Dokumentation über Geburtsklinik: Nüchternheit der Apparate

"In die Welt" ist ein Film über eine Geburtsklinik. Doch statt sich an menschlichen Schicksalen entlangzuhangeln, gerät der Apparat ins Zentrum der Beobachtung.

Für den Apparat ist es nur ein veränderter Ausschlag - in der echten Welt geht es um Leben und Tod. Bild: ap

Krisen gilt es im Krankenhaus mit routinierten Abläufen kontrollierbar zu machen. Am Anfang des Dokumentarfilms "In die Welt" steht ein prekärer Moment, in dem eine Beobachtung sofort ein Bündel an Haltungen anschaulich werden lässt.

Da ist der Arzt, der in knappen Bemerkungen die Situation des Säuglings im Brutkasten umreißt; daneben eine Krankenschwester - bereit, mit praktischen Handgriffen zu Diensten zu stehen; und schließlich der Vater, angespannt ob des Zustands seines Kindes, aufmerksam gegenüber der Autorität, der er sich anvertraut hat.

Die Szene eröffnet das Spektrum, in dem sich der Film in der Folge bewegt: Zwischen der Praxis medizinischer Abläufe und der Verwaltung einer Institution gerät immer wieder das Ereignis des menschlichen Lebens in den Blick, das trotz der Kontrolle etwas Unwägbares behält.

Der österreichisch-schweizerische Regisseur Constantin Wulff zeichnet in "In die Welt" Innenansichten der Wiener Semmelweis-Klinik auf, einer reinen Frauenklinik, die auf die Vorbereitung und Durchführung von Geburten spezialisiert ist.

Aber weniger das Spezifische des Krankenhauses steht hier im Zentrum als vielmehr das Universelle daran: ein Arbeitsplatz, an dem viele Stellen an unterschiedlichen Etappen eines Prozesses mitwirken. Die werdenden Mütter (und manch ein Vater) fügen sich in diese Struktur ein.

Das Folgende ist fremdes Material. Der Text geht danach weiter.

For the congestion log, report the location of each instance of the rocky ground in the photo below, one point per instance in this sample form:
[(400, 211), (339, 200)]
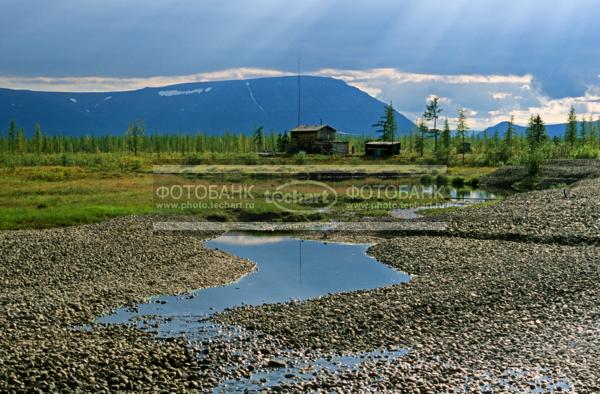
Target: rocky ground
[(569, 215), (505, 299), (555, 172), (474, 309), (55, 280)]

An ihnen wird das Projekt in den verschiedenen Etappen anschaubar: von den frühen Beratungsgesprächen über mehrere Ultraschalluntersuchungen bis hin zu den ersten Wehen und der Geburt.

Das dokumentarische Verfahren ist der beobachtenden Teilnahme der Direct-Cinema-Schule verpflichtet und verweist formal auf Arbeiten der Dokumentaristen Frederick Wiseman ("Hospital") oder Raymond Depardon ("Urgences"): Das Filmteam schmiegt sich an Situationen an, welche die Klinik vorgibt, ohne sich aufzudrängen oder gar Grenzen zu missachten; auf Interviews, Off-Kommentar oder inszenierte Settings wird gänzlich verzichtet.

Dieser Purismus mag einer Vorliebe des Regisseurs geschuldet sein; bedeutsamer aber ist, dass er gegenüber dem Mainstream sensationslüsterner TV-Formate an analytischer Schärfe gewinnt. Wo sich jene am menschlichen Schicksal delektieren, gerät in "In die Welt" der Apparat ins Bild, mit all seiner Ambiguität: Die Diagnose eines Herzfehlers beim Ultraschall wird etwa mit derselben nüchternen Alltäglichkeit behandelt wie der Regelfall, gewinnt jedoch genau darum an Gewicht.

Wulff folgt keinem geradlinigen Weg, begleitet somit keine Eltern über Monate hinweg bis zur Geburt. Die differenzierte Montage von Dieter Pichler vermittelt das serielle Prinzip des Krankenhauses, in dem sich die immergleichen Situationen immer ein wenig anders wiederholen.

Erst dadurch wird die eigentliche Verwaltung des menschlichen Lebens an diesem Ort deutlich: Die Summe aller Besonderheiten innerhalb standardisierter Abläufe verleiht dem Bild der Klinik die Konturen.

Streng genommen ist "In die Welt" aber weniger das Porträt einer Institution - trotz der Szenen, in denen es allein um interne Abläufe geht - als ein Film über jene Schnittstellen, an denen ein Regelwerk Augenblicke von hoher Intensität bewältigen muss. Die aufmerksame Kamera von Johannes Hammel richtet sich so auch beständig auf Interaktionen, meistens natürlich jene zwischen Arzt und Patient.

In den zentralen Geburtsszenen - ein Kaiserschnitt weicht von dieser Logik etwas ab - erreicht dieses Spannungsverhältnis den dramatischsten Ausdruck: Da reibt sich die Routine an einem ungemein physischen Akt, der einen bei aller Diskretion des Blicks nicht unberührt lässt.